4. Find the best route for patient records and empower patients in the ACO. Are we going to route records to a patient’s personal health records system, or create a new structure for patients enrolled in an ACO? How will we ensure that the patient understands and complies with their care plan? Patients may need to provide consent, and/or want to know who has access to their health records. ACOs should consider patient rights and state regulations while working to provide a patient portal that is simple to use, understandable and consistent. Improving patient outcomes requires patients to understand how their health information will be used, and be empowered to take responsibility for their own care.

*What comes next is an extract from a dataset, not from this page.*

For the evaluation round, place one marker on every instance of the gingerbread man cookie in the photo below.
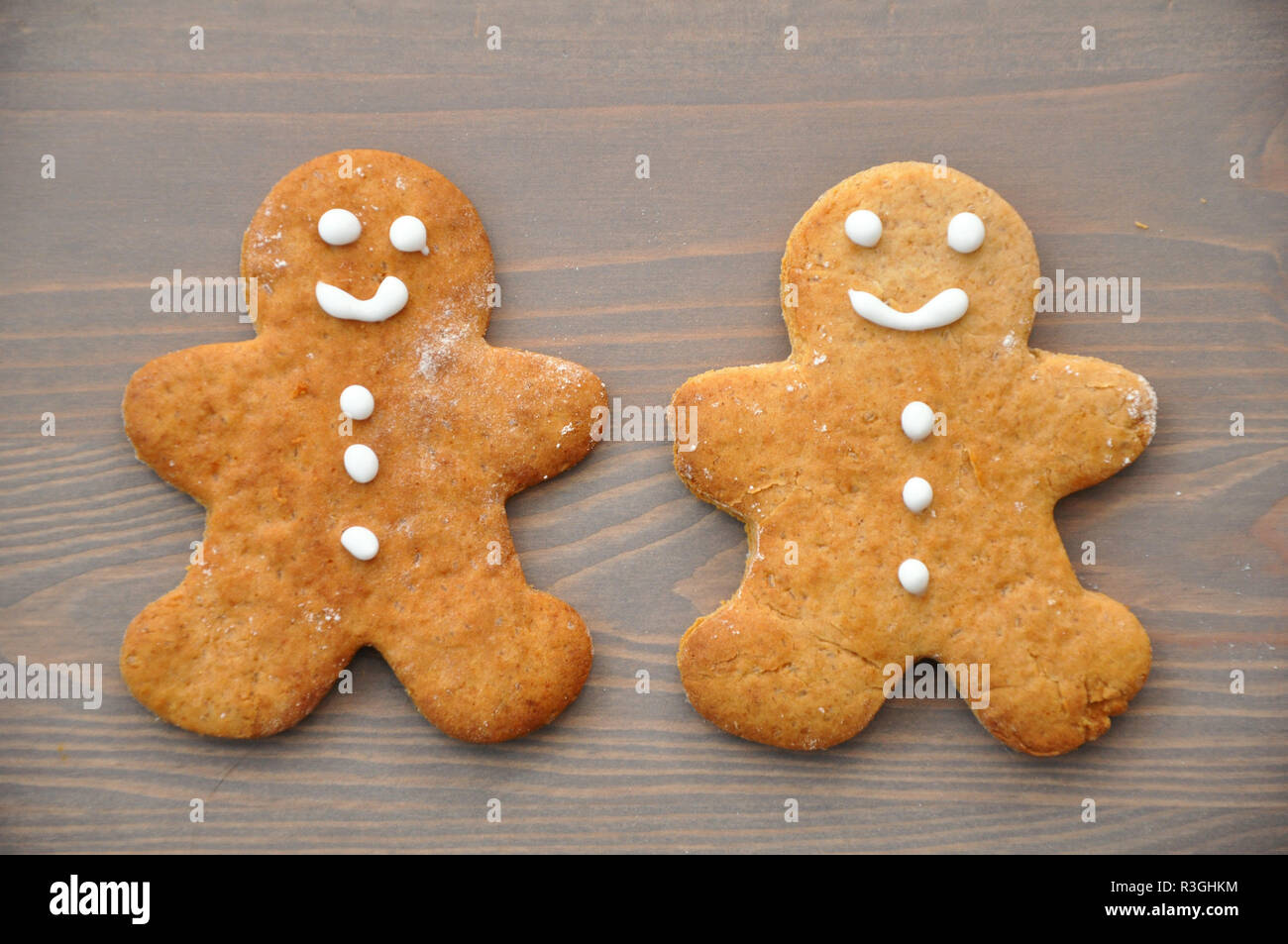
(355, 460)
(898, 474)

5. Health plans should expect to lead the conversation. You, the health plan, are in the best position to drive the adoption of ACOs and to make them successful. Not only do you understand what data is needed, you have the technical foundation to enable ACOs. You have an existing electronic connection to providers, and you offer member (patient) portals where information can be shared.

Just as important, health plans can offer a win-win solution to the provider through administration simplification (streamlining workflows to minimize manual processes), enabling faster eligibility confirmation, faster payment authorizations and more. Health plans can also identify cost savings to help the ACO pay for itself, instead of being yet another new initiative that adds to the cost of health care and increases the administrative burden of already overworked clinicians.

Only health plans can play this leadership role in making ACOs work. They must ensure that the right data is exchanged, develop trust between all parties and lead the conversation about how to make these activities cost effective, streamlined, efficient and, lastly, workable for everyone involved.